From: Tab Atkins Jr. <jackalmage@gmail.com>
Date: Thu, 2 Jun 2011 21:35:14 -0700
Message-ID: <BANLkTikvYtqM3JozzXsoNQKoKmhV7CydLQ@mail.gmail.com>
To: Brad Kemper <brad.kemper@gmail.com>
Cc: Boris Zbarsky <bzbarsky@mit.edu>, "www-style@w3.org" <www-style@w3.org>
On Thu, Jun 2, 2011 at 12:16 PM, Brad Kemper <brad.kemper@gmail.com> wrote:
> On Jun 2, 2011, at 9:09 AM, Boris Zbarsky <bzbarsky@MIT.EDU> wrote:
>
>> On 6/2/11 11:48 AM, Brad Kemper wrote:
>>> OK, I see the issue now.
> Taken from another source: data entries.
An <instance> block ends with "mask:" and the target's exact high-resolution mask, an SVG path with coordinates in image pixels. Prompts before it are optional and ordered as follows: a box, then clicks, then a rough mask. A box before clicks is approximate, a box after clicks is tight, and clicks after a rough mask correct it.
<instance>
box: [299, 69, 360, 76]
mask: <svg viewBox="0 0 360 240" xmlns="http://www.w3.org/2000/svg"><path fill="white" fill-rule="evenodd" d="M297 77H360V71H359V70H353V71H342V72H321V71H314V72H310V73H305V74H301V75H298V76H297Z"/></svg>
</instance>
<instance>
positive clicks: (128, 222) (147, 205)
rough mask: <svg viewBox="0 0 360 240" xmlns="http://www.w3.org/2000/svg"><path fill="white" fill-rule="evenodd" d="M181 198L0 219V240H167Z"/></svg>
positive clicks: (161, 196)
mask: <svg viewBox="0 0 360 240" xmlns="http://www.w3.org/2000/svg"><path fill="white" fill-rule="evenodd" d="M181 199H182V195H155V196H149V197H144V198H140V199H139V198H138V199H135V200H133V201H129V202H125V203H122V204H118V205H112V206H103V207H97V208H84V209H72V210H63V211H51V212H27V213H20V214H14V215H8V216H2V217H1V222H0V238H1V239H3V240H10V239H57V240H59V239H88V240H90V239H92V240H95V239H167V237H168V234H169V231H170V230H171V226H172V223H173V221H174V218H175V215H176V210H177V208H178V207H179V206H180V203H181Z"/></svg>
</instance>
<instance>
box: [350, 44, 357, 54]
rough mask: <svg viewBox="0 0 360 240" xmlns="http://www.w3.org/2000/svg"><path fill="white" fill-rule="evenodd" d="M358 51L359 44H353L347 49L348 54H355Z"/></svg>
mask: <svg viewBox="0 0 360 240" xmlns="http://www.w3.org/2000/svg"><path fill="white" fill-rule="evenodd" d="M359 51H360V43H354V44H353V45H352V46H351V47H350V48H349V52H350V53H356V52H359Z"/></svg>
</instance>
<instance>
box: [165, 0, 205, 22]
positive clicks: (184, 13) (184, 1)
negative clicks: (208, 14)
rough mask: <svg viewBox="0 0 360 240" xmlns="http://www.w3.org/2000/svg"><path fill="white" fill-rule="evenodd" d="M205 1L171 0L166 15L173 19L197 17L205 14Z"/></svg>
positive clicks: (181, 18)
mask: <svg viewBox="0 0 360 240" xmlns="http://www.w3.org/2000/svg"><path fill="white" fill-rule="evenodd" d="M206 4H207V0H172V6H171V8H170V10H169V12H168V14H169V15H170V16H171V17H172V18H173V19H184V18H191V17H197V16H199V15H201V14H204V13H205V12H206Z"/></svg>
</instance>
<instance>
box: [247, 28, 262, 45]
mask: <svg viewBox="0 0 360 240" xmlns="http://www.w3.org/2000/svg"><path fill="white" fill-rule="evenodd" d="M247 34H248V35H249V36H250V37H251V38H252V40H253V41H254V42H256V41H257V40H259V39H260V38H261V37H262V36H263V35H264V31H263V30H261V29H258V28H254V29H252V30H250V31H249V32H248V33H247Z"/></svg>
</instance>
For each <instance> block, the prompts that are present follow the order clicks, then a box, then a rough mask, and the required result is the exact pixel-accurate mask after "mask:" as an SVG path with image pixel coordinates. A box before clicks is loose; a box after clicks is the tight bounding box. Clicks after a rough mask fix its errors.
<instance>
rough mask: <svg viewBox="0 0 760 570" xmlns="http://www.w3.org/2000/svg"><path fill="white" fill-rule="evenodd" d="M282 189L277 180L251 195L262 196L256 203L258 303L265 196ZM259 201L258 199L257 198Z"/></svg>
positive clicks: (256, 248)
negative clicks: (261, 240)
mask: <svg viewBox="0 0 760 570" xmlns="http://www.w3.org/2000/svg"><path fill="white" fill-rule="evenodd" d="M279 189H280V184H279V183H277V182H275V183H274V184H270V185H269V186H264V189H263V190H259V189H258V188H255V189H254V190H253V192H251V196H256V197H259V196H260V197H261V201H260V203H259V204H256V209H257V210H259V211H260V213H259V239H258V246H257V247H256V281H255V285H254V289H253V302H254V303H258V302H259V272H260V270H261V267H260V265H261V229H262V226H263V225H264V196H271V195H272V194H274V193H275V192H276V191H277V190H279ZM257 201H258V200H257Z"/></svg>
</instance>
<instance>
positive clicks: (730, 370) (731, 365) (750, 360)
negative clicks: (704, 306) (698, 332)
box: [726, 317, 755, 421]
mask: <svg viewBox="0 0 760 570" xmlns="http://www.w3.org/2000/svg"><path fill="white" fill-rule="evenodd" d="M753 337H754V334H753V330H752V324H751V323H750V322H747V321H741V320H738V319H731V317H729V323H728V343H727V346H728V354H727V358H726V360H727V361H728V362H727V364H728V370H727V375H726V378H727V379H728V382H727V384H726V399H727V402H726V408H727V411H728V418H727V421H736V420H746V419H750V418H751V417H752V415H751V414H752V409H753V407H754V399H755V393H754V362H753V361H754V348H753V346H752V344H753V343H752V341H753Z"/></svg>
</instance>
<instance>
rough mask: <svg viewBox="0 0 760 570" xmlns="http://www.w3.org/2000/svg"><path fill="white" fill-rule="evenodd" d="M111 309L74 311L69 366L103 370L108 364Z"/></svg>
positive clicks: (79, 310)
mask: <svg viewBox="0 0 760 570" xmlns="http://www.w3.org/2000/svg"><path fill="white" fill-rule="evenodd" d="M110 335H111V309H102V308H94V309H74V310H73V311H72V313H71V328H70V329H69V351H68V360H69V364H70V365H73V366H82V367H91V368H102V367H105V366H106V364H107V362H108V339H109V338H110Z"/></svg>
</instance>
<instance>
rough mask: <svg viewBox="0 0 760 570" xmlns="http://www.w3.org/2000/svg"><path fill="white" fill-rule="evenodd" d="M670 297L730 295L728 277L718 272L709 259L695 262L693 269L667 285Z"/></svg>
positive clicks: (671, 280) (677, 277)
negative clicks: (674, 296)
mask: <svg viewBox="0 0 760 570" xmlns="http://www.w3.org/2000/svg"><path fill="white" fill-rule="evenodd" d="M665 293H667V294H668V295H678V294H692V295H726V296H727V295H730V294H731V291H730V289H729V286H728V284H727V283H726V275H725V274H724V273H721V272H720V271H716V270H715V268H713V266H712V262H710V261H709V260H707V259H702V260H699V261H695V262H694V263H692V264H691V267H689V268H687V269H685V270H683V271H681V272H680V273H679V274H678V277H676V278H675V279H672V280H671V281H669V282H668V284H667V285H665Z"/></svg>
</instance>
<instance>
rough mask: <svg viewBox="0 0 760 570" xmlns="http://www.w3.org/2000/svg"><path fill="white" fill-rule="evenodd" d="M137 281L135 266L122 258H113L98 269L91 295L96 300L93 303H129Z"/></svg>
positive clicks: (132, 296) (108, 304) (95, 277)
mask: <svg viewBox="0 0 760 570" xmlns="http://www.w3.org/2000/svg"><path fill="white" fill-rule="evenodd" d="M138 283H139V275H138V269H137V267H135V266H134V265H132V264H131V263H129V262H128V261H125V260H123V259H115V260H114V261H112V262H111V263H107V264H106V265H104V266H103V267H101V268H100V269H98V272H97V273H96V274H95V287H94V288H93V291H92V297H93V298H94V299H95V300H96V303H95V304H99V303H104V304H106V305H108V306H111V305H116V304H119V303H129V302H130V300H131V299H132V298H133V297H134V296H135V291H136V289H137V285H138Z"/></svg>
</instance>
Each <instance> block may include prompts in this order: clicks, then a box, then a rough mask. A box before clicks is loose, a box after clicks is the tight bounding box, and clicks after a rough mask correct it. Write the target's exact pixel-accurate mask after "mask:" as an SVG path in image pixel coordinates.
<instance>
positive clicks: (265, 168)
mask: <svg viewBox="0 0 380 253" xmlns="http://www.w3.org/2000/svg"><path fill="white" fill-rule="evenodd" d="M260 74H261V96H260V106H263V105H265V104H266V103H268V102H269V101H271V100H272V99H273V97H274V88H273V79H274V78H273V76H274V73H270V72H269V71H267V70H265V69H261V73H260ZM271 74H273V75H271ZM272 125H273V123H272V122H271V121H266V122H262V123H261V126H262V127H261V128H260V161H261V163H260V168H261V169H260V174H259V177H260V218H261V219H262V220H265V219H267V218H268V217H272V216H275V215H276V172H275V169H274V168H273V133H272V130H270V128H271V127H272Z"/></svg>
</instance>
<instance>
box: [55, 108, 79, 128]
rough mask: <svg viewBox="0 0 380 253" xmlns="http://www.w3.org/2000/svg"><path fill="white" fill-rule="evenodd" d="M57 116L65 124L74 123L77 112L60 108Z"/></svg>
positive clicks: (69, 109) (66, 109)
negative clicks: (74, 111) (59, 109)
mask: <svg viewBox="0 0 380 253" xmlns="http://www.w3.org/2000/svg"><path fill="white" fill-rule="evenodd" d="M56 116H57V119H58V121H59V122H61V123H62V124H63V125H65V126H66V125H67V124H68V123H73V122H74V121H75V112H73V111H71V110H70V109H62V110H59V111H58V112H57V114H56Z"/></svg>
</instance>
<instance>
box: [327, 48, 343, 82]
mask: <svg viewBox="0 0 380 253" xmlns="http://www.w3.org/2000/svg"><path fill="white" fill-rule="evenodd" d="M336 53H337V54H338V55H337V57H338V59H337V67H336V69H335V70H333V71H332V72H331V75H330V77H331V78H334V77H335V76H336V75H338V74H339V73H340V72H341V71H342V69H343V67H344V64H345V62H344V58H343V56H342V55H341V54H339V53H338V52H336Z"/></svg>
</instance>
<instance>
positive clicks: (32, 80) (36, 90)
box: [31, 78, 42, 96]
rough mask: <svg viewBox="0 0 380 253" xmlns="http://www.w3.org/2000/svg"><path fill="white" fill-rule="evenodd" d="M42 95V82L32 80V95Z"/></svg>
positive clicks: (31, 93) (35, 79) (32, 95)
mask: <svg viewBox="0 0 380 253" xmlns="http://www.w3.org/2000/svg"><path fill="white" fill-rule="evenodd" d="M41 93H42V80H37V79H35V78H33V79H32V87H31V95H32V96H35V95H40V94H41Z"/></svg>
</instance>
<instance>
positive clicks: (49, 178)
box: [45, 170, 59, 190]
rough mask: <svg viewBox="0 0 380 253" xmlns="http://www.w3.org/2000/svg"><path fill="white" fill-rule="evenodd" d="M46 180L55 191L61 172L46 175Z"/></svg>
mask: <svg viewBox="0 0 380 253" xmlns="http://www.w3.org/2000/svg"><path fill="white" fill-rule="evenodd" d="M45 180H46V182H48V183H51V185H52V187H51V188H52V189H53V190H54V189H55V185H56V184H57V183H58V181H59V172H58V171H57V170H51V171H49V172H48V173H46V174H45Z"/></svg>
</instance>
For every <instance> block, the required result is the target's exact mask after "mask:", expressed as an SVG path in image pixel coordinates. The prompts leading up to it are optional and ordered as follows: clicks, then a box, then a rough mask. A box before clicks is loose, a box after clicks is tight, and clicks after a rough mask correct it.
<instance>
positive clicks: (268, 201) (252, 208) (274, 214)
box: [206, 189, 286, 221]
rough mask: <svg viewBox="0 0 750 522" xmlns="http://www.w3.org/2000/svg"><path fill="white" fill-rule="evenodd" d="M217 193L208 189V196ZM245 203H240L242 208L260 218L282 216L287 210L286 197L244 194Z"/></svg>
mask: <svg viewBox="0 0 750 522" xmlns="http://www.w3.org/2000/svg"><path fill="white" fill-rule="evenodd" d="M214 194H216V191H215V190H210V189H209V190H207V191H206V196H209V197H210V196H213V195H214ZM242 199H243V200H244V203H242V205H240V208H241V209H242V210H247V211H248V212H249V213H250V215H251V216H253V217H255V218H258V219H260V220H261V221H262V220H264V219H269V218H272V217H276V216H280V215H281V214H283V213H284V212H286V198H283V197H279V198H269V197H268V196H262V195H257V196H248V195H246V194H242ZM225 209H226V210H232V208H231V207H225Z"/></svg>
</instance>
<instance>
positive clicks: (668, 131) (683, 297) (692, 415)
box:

By inserting the ampersand token, you are being more explicit with regard to space handing.
>>
>> Yeah, the use of ' ' as a combinator is sort of killing us here.  :(
>>
>>> If the use case for each of those two examples is equally strong
>>
>> I think that the use cases for the "#foo.bar" and "#foo .bar" selectors are equally strong, yeah.  They're both pretty commonly used.  For ":hover" instead of ".bar" the use case for the descendant combinator is less strong, but I don't think we should have different parsing rules for ":hover" and ".bar" here.
>
> I meant in terms of embedding one ruleset inside another, are the organizational benefits the same for pseudo-class selectors as for defendant selectors? Or would the tradeoff of not embedding the pseudo-class rule inside another rule be worth it in order to not have to write as many ampersands, as you could still write the pseudo-class rules normally and be reasonably organized with a net gain overall. I'm more or less playing devil's advocate here, as I suspect the answer is "no".

It's definitely still very valuable.  For example, if you have a
relatively long selector to select a button, you can use nesting to
style the :hover and :active states without repeating yourself.

There are similar use-cases for having a pseudo with a descendant
selector - for example, selecting an element via a long selector, then
targeting an :nth-child() of the element.